Crash: corrupt archive?

#1 - Sept. 5, 2012, 6:01 p.m.
Blizzard Post

I installed Guild Wars 2 during the head start and it played fine for the first two days. Now it crashes every time I launch it. I can load an area, move for about 10 seconds, and then the game’s gone and I have an error telling me a file in the archive is corrupt and I need to run repair. I have repaired numerous times, uninstalled and reinstalled, but I cannot still get back to that happy point where the game worked. All background apps have been disabled, video card drivers have been unintalled and reinstalled to latest version, install location has been moved from Program Files (x86) to its own folder, dat file has been deleted and redownloaded, peripherals have been unplugged… what else can I do? I assume the game made some registry changes that aren’t being undone by the uninstall, because no other changes have been made to this system. Ran ccleaner, but that offered no fix either. The computer is only a month old, has very little software on it, and runs every other game I’ve thrown at it without error. No clue why is is so crashy. Can someone please advise? I submitted a trouble ticket 5 days ago, but no word back yet.

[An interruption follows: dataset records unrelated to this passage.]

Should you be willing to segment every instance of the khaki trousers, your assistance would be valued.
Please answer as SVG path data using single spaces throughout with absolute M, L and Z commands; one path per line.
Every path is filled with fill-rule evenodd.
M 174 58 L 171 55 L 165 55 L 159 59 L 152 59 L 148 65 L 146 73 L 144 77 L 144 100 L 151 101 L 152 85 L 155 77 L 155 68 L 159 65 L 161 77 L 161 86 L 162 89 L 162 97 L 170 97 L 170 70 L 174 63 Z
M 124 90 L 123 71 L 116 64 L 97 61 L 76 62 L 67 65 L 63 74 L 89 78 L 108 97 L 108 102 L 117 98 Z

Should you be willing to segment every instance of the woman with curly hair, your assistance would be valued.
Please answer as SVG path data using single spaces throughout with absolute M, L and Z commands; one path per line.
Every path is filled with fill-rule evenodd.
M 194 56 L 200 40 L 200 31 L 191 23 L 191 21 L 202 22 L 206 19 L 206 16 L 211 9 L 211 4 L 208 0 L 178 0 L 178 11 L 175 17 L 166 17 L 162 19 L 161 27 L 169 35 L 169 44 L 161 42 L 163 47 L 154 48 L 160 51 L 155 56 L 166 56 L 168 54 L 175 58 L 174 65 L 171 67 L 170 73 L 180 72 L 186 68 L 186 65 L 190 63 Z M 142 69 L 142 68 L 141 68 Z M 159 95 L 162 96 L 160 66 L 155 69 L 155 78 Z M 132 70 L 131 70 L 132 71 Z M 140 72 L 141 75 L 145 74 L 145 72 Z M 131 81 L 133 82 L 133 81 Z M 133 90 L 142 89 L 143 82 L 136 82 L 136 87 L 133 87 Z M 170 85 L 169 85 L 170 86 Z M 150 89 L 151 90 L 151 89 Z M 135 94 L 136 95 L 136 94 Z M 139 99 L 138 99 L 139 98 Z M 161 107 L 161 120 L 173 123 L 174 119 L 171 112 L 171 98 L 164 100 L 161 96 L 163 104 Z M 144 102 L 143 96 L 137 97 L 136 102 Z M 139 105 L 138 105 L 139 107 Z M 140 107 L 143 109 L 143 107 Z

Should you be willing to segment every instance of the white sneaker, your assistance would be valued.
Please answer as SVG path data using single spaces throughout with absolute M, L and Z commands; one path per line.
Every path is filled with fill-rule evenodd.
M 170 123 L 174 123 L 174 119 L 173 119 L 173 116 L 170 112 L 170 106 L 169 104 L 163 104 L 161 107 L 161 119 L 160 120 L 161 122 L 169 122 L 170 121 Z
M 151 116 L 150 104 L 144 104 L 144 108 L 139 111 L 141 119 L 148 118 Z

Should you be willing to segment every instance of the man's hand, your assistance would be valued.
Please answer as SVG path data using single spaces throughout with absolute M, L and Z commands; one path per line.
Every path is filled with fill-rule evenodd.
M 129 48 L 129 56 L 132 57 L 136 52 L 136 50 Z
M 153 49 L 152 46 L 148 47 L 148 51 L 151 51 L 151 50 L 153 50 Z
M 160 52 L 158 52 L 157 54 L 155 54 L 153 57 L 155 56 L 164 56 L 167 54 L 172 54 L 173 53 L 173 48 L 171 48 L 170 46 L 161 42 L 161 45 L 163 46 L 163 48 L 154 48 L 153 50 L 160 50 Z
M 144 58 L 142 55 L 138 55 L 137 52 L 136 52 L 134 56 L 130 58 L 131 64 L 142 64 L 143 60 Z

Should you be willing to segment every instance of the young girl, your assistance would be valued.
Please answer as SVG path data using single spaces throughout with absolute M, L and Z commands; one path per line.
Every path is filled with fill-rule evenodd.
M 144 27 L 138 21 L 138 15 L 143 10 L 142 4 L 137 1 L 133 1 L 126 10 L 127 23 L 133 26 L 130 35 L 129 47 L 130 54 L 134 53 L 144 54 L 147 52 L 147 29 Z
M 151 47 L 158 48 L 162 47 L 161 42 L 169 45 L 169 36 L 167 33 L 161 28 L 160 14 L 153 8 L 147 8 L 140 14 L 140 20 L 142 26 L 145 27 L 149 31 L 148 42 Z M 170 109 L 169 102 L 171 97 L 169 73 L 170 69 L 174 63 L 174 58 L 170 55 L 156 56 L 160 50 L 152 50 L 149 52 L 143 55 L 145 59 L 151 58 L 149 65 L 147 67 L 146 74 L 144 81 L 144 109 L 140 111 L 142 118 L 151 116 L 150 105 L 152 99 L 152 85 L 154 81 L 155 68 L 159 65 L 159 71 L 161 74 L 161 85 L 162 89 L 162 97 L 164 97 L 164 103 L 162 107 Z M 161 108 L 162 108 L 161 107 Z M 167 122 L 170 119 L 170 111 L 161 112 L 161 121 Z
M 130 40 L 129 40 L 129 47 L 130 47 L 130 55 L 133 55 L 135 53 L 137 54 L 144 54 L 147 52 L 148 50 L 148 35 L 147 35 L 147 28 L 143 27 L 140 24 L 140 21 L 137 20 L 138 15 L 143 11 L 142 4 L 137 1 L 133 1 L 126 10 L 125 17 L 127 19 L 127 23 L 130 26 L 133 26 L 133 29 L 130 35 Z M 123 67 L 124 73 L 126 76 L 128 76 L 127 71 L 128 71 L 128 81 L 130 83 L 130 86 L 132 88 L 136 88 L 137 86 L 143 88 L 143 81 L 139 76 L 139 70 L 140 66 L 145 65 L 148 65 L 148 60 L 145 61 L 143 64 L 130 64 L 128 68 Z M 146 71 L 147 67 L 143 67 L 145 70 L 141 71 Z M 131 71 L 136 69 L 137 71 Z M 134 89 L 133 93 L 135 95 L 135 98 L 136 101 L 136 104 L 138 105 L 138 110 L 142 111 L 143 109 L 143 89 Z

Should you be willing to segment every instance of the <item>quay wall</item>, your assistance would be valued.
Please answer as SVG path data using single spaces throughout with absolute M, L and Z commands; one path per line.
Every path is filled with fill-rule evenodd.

#8 - Sept. 6, 2012, 4:02 p.m.
Blizzard Post

Yes this is because of a hardware failure (or failing). The files that your computer are writing to the disk don’t match up with what they are supposed to be, which is why the game crashes.

Your memtest results pretty much nailed the issue, which sucks because you have bad hardware . Hope you get this resolved and back in-game!

-Bill

#12 - Sept. 6, 2012, 5:21 p.m.
Blizzard Post

Hello, Jaxxeh —

Unfortunately, the game is not able to diagnose memory-issues itself. The reason this manifests as “a file was corrupted in the archive” is because the game’s downloader uses that bad memory to process the files from the file-server before writing them to disk. This means that when the game tries to load one of those files when you’re actually playing, it’ll end up loading a corrupted file and will crash in the manner experienced here.

The repair process checks every single file in the 14+ GB archive and removes the bad ones it finds. Then it redownloads those removed files, which is another opportunity for bad memory to corrupt them all over again. = (

To be honest, even if it didn’t crash here, the bad memory could strike in many, many different ways — some subtle and others far from subtle. If you’ve got evidence of bad memory, I suggest contacting your manufacturer ASAP.

EDIT: I should note that the downloader does verify everything it receives from the file-server before writing it to disk. Alas, that process is not immune to hardware-errors like bad memory.